It is only fitting that I wrote the majority of this post about my Nexus 7 using my Nexus 7, and I largely did it in the airport after churning on my review for a few weeks. From my brain to my thumbs onto digital paper of my Google Drive by way of my Nexus 7 before being transferred over to my WordPress blog.
I am quite happy, and I wager quite heavily that I am happier than I would have been with an iPad mini. The tablet is slick, responsive, and quite capable.
I bought the Nexus 7 the same day that the 32GB version went on sale. It arrived on my stoop 2 days later. I chose the Nexus 7 for a few reasons, largest of which was the level of integration available to Google but also because while I enjoy my iPhone I was dissatisfied with iOS and its limitations. Having used the wife’s iPad I felt I wanted the smaller form factor, so the Nexus 7 leapt to the top of potential candidate systems. I explored both the Kindle and the Nook tablets but felt unimpressed. When I compared price to hardware, the Nexus 7 won the battle.
I feel it’s disingenuous to give you my review of the tablet without also introducing you to the world of technology I am swath in. The Nexus works for me and I think it will work for most of you, but also understanding how I use it and why I use it is important for others to know so they can draw similarities from my experience.
A few weeks ago my personal laptop bit the dust. At the time I decided that my new technology paradigm revolved around a powerful desktop capable of gaming, coding, and being a home server while my mobility would be driven by a tablet. With the Nexus 7 I have put this system into place and so my personal technology breakdown looks as follows:
- Work laptop — only used for work related projects
- Desktop PC — Custom built tower courtesy of NewEgg.
- iPhone 4s — my primary phone, it remains attached to me from the moment I wake to when I set it with the next day’s alarm.
- Nexus 7 tablet — the most junior member of this squad but quickly becoming my invaluable piece of technology.
- Nook Simple Touch eReader — My personal library. With so much of my day spent staring at projected light and screens I really enjoy reading on an e-ink display.

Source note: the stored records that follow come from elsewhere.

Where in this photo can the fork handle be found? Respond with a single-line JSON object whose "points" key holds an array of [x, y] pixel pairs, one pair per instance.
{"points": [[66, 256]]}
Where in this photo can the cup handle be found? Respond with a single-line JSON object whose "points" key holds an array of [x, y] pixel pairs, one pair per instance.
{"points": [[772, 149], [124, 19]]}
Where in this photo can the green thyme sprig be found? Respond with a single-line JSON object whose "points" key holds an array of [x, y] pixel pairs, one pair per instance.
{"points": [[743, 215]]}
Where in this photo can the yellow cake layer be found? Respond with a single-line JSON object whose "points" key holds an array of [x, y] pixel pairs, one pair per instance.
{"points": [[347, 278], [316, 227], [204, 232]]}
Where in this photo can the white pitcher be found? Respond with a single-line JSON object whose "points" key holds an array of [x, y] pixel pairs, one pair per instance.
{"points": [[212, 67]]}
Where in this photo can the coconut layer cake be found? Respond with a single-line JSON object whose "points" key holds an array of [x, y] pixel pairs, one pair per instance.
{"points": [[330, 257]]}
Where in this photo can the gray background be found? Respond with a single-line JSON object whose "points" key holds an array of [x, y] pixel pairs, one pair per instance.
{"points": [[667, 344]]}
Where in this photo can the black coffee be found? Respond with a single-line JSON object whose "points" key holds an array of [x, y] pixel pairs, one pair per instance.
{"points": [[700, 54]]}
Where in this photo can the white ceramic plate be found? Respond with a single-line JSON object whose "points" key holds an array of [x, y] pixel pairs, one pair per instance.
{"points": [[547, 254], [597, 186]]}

I won’t be giving a hardware review of the N7, there are plenty of those available online already, instead this post is meant to show you what I think about it by showing you my work flow and processes.
How I Use It
The majority of my use on the Nexus 7 is as another vessel by which to consume media. I watch YouTube, TED Talks, and movies. I listen to music and podcasts. I read news, blogs, books, social media and comics. I even wrote a simple script which generates what amounts to my own personal morning newspaper. I named it the Trick Dispatch, and is something I’ll be blogging about in the future after I improve the content and process.
But, with all the media consumption, I also use my Nexus 7 to do a fair amount of content generation. Largely through writing, such as this blog post or in meetings at work where I write notes and manage my task lists. Thus far I have found SwiftKey as a keyboard the most ideal, though it is far from perfect and I’m always looking for new options, including possibly buying a bluetooth keyboard for tasks beyond casual work or note taking. I haven’t yet made the leap to cloud based development, so anytime I tweak this blog’s design I do it on my desktop. However, I did have an interesting idea for an Android app tied to that idea…
Rooting the Nexus 7, while not a single-button action, is very straight-forward. The tutorials out there made the process quite painless and easy to do.
My primary complaint around the Nexus 7 is that there are still some serious holes in the apps available for Android, or in the quality of apps for Android. For some, there is simply no parallel between what is available on iOS. The most clear example I can provide is iOS’s Tweetbot Twitter client. No Twitter client, free or paid, on Android comes close to the feel and experience of Tweetbot. They’re either clunky, poorly designed with their UI, or just incomplete in terms of functionality. Admittedly, I probably rate in the power user range when it comes to Twitter, but this is definitely one area that converts from iOS to Android will feel pain. That said, the availability of apps for both iOS and Android has improved dramatically since I left Android behind. It is obviously still not 100%, with companies opting for iOS rather than Android when forced to choose, but it’s now the minority of big companies which don’t support both.
Secondly I find the lack of a quality rear-facing camera frustrating, especially since I rely on the Nexus in my meetings. I know, as my friend Brian said, Google doesn’t want Nexus 7 users standing in concerts holding up their tablets to snap photos — I get that. But I do wish I could just snap photos of whiteboards in meetings, or of documents for emailing etc. Dealbreaker? Not for me. But it is frustrating.
So What’s Next?
Now that I have a tablet I am quite happy with, I find myself wondering what the next piece of technology I will lust over is. One thing I’d like to get is a fitness tracker of some sort, whether it is FitBit, Nike Fuelband, or one of the other options out there. As exercise has risen as an activity I do regularly, I am wishing to dive into a more “quantified self” sort of tracking for it. We’ll see!